Олигонуклеотиды We1731 и We1732 (SEQ ID NO 7 и 8) отжигали в эквимолярных концентрациях (10 пмоль) в стандартных условиях ПЦР, заполняли и амплифицировали с использованием протокола ПЦР: начальная денатурация в течение 2 минут при 94°C, далее 7 циклов по 15 секунд денатурации при 94°C, 15 секунд отжига при 55°C и 15 секунд элонгации при 72°C, что оканчивается стадией удлинения в течение 5 минут при 72°C. Полученный фрагмент расщепляли рестрикционными эндонуклеазами XhoI и NotI и лигировали в pFVII-700, расщепленную теми же самыми ферментами. Полученная плазмида была обозначена как pFVII-733 и содержала кодирующую последовательность для FVII и C-концевое удлинение отщепляемого глицин-серинового линкера тромбина.

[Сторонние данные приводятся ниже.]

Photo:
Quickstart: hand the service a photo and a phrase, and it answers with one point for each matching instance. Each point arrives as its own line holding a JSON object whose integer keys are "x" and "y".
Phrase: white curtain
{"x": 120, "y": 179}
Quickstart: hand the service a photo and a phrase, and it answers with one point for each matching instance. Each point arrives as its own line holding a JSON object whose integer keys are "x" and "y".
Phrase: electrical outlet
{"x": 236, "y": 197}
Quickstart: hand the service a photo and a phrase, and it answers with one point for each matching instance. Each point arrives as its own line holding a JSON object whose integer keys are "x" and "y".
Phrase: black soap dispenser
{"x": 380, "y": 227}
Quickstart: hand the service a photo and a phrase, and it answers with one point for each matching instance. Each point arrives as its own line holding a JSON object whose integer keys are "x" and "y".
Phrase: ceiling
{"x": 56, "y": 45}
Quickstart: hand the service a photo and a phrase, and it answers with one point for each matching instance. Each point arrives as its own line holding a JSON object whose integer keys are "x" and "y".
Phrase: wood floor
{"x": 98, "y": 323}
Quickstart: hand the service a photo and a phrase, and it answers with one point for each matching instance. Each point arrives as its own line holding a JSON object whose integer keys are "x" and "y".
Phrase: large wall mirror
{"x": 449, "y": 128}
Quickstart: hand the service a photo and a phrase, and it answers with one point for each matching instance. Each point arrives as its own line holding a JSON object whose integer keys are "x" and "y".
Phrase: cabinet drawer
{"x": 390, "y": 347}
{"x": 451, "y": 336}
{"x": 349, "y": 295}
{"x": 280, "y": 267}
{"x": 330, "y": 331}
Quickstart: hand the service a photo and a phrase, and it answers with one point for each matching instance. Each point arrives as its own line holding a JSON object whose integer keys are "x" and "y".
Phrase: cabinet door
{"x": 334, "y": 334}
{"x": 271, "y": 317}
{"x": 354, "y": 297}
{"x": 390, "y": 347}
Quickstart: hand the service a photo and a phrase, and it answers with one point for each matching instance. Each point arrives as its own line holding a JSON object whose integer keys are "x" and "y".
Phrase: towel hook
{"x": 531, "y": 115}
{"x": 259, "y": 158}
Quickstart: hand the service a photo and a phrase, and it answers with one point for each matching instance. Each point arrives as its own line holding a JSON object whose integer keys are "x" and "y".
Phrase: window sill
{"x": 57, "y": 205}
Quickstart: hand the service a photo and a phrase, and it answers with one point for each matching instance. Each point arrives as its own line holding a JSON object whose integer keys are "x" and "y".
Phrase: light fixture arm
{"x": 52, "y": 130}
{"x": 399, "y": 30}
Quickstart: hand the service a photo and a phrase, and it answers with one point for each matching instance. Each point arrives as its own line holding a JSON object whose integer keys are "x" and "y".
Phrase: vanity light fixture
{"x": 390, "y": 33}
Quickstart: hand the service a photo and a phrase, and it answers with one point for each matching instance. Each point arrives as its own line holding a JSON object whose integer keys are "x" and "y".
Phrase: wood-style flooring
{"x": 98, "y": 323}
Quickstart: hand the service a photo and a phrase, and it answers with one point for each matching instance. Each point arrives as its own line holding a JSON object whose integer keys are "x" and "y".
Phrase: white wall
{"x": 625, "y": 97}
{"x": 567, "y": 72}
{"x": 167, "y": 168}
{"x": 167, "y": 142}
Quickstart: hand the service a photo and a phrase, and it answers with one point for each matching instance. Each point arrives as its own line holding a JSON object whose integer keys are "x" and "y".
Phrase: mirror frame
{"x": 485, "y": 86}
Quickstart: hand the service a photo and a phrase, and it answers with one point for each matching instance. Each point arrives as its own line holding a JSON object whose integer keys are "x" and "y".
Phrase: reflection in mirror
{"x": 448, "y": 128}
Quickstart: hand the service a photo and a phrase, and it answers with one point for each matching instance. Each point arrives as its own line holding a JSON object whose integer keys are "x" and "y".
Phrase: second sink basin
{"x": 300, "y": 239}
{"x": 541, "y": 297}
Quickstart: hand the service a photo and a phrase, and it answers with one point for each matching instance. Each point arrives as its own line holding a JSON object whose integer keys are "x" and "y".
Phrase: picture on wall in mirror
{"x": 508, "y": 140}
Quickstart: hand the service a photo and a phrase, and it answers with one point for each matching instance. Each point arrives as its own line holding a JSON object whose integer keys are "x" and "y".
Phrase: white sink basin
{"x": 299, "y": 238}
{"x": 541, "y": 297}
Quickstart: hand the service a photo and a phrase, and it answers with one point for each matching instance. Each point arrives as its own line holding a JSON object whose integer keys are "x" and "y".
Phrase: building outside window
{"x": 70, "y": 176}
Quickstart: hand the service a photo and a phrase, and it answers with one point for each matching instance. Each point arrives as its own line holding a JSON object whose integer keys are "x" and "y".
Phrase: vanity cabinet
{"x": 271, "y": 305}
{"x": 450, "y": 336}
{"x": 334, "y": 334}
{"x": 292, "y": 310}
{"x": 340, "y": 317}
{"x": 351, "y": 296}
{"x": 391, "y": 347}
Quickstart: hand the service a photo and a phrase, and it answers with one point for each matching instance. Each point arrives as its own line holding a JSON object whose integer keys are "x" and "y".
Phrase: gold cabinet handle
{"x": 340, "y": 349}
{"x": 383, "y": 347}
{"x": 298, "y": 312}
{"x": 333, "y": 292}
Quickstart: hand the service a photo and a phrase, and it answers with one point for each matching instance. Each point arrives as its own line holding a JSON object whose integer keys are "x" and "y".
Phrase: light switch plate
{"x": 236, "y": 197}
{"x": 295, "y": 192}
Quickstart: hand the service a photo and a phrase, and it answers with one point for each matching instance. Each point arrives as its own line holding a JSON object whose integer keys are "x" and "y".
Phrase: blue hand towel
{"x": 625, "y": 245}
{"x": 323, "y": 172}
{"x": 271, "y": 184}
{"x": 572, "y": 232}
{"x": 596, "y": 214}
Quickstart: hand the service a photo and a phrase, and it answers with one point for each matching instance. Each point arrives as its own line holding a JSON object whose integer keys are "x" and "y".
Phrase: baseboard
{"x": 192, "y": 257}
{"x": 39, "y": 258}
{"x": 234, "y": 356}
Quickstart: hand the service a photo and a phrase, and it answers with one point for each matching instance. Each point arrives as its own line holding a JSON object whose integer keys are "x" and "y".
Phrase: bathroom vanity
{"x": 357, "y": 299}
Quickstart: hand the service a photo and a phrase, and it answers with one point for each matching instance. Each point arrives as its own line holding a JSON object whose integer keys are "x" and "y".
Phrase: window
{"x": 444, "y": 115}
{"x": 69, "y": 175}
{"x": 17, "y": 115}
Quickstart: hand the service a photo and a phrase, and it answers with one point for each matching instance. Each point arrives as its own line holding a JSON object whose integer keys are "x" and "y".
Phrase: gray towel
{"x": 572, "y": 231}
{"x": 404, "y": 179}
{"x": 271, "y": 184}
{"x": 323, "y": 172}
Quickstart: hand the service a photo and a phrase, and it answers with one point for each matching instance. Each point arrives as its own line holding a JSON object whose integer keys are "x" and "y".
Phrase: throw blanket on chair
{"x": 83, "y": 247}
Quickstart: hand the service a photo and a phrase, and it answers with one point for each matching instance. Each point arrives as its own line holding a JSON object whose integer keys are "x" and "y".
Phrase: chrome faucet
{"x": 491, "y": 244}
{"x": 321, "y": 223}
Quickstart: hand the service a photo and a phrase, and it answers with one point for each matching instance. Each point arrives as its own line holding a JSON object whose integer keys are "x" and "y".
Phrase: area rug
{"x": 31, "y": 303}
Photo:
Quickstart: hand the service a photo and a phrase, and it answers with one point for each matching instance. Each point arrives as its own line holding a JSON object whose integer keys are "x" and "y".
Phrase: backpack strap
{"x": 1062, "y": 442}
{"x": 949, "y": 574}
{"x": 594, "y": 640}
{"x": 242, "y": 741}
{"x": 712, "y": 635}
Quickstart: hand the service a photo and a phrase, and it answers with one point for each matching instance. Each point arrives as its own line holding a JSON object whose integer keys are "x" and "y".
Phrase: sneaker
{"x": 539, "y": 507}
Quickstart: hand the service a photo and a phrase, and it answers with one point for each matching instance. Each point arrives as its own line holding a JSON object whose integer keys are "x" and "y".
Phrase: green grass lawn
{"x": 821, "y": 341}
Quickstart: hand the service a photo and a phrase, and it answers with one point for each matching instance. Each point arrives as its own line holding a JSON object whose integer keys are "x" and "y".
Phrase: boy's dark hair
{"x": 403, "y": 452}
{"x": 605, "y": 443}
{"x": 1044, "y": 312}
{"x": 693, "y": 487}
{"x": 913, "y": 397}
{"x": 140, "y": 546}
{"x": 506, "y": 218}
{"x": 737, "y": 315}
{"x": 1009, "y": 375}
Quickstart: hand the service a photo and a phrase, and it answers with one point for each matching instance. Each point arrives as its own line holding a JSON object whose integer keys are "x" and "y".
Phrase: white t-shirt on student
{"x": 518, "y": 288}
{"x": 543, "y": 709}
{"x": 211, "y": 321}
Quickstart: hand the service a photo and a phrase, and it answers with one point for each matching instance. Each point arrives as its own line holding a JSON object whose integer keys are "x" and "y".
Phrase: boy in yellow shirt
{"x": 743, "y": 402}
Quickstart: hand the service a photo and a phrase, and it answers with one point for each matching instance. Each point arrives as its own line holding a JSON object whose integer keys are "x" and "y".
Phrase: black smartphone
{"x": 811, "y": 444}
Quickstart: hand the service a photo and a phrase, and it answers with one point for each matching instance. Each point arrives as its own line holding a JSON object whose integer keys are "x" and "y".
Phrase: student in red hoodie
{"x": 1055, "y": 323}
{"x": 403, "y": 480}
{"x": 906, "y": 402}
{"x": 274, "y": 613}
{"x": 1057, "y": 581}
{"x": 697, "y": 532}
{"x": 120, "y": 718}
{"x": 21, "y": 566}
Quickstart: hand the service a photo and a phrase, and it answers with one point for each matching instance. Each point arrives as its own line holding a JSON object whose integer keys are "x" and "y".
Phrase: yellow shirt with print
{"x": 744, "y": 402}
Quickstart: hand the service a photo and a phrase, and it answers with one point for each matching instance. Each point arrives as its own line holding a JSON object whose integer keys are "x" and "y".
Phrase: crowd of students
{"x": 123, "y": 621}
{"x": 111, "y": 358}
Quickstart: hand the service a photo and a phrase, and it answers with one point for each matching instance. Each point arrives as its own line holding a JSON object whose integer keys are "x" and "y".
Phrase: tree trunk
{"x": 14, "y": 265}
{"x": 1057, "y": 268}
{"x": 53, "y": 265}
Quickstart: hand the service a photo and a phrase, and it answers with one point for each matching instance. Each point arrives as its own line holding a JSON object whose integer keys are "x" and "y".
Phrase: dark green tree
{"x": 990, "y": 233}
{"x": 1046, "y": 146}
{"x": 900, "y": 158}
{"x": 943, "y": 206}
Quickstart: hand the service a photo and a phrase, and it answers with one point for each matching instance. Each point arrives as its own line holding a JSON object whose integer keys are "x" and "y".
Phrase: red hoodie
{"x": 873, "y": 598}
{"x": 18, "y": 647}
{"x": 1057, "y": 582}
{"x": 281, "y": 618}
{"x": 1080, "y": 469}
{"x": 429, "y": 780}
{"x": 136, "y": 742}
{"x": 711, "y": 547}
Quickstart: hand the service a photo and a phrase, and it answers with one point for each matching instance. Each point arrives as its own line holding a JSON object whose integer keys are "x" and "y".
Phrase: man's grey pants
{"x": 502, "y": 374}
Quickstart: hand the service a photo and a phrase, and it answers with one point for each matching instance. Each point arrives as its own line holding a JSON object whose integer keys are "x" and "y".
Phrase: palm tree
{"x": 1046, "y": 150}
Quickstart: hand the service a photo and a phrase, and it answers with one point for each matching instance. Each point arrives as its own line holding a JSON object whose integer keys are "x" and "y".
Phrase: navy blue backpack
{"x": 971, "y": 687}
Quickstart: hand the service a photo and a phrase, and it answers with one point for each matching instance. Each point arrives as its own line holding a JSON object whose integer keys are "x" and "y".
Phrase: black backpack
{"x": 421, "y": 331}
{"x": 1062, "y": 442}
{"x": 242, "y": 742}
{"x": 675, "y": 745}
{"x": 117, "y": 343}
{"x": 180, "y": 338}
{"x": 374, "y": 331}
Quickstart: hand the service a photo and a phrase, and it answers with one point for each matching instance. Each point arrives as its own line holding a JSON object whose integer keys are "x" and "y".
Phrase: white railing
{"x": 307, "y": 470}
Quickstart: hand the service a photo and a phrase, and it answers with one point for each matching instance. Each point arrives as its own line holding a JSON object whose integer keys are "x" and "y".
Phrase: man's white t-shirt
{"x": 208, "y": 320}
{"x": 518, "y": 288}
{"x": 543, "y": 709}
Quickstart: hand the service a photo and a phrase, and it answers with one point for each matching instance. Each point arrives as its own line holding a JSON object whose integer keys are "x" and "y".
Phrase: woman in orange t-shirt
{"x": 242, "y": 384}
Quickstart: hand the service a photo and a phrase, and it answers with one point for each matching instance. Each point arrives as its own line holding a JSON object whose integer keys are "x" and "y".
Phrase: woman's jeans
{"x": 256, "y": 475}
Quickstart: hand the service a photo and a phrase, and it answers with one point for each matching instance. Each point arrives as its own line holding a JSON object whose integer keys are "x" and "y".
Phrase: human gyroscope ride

Были вставлены другие линкеры, основанные на pFVII-733, без сайта расщепления тромбина и дополнительных сайтов N-гликозилирования. Для этого пары праймеров We2148 и We2149 (SEQ ID NO 9 и 10), We2148 и We2150 (SEQ ID NO 9 и 11), We2148 и We2151 (SEQ ID NO 9 и 12), We2152 и We2153 (SEQ ID NO 13 и 14), We2152 и We2154 (SEQ ID NO 13 и 15), We2152 и 2155 (SEQ ID NO 13 и 16) и We2156 и We2157 (SEQ ID NO 17 и 18) соответственно отжигали и амплифицировали, как описано выше. Соответствующие фрагменты ПЦР расщепляли рестрикционными эндонуклеазами XhoI и BamHI и вставляли в pFVII-733, расщепленную теми же ферментами. В сайт BamHI полученных плазмид, а также в сайт BamHI pFVII-733 вводили BamHI-фрагмент, содержащий кДНК зрелого человеческого альбумина. Этот фрагмент генерировали ПЦР на последовательности кДНК альбумина, используя праймеры We1862 и We1902 (SEQ ID NO 19 и 20) при стандартных условиях. Полученные плазмиды были обозначены как pFVII-935, pFVII-936, pFVII-937, pFVII-938, pFVII-939, pFVII-940, pFVII-941 и pFVII-834 соответственно. Их линкерные последовательности и С-концевая последовательность FVII и N-концевая последовательность альбумина схематически показаны на фигуре 2.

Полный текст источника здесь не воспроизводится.